South Carolina has seen a lot of devastation by weather in the past year. I expect storm damage to be a primary budget focus for lawmakers next year, even after some have said that the state’s most critical funding issue is the Retirement System’s $21 billion unfunded liability.
Photos of caved in roads, a specter of last year’s flooding devastation across wide swaths of the state, filled the state Transportation Department’s Twitter page today as the agency goes into cleanup mode following Hurricane Matthew.
Entire sections of Florence County roads have been washed away like they were never there, reminding me of downed trees and power lines after Hugo struck the Florence neighborhood where I lived as a little girl in 1989.
My heart goes out to those along the coast–from the Caribbean to the Carolinas–who have lost homes, businesses and loved ones.

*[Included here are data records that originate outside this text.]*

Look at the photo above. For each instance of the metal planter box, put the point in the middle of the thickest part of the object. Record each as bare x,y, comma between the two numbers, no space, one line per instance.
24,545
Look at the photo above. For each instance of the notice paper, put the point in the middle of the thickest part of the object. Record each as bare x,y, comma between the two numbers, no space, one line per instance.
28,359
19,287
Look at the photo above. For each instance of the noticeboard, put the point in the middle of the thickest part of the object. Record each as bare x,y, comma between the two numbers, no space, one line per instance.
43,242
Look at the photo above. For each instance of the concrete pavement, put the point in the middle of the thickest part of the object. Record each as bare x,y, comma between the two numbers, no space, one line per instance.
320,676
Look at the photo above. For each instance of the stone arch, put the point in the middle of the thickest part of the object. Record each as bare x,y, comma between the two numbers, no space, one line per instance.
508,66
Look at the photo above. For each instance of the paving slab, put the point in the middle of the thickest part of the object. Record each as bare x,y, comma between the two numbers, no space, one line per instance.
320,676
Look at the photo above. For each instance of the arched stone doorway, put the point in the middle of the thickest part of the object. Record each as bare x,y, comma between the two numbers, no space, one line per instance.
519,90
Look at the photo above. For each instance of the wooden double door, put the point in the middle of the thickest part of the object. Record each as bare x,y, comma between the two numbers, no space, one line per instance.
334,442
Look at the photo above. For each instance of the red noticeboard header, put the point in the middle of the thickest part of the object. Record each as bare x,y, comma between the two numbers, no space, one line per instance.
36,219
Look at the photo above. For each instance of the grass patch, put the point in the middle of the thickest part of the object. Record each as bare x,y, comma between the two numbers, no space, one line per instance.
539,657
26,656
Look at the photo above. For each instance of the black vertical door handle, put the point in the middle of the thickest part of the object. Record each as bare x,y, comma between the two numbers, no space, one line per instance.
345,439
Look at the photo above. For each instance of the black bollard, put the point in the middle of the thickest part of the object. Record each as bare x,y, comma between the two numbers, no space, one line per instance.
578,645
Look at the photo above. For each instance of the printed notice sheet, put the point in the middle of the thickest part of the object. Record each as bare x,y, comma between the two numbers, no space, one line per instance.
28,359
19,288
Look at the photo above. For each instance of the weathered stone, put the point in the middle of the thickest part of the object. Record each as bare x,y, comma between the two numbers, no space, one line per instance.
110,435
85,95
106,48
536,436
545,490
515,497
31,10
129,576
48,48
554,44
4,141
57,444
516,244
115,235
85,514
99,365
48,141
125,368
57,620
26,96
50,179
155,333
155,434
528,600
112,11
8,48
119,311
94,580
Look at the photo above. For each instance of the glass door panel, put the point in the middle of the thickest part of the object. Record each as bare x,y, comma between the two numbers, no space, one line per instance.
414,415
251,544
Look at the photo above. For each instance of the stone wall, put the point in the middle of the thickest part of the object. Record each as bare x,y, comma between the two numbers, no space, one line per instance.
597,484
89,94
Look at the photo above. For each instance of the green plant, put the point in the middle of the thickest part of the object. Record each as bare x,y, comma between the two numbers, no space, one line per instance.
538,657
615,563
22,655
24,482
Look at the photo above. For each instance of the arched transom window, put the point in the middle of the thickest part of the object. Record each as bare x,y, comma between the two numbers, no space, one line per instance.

It’s been one year and one week since South Carolina’s historic flood. Here’s an excerpt from The Carolina Ledger, published last week as we braced for Hurricane Matthew–
The devastation of the last year’s historic October 4 flood is still fresh in our minds as South Carolina braces for the Category 4 Hurricane Matthew. The effects of the storm are expected to be felt along the Southeastern coast this weekend.
I remember the night before the flood perfectly. I stopped by the coffee counter at Columbia’s Whole Foods on Devine St. for a smoothie late that Saturday night, while my husband picked up a few supplies for a lazy dinner.
It had been raining outside, but the weather was unassuming, offering no hint of impending calamity. The man at the counter said officials were warning residents of anticipated heavy rainfall. I dismissed what I thought was mindless chit chat about the weather.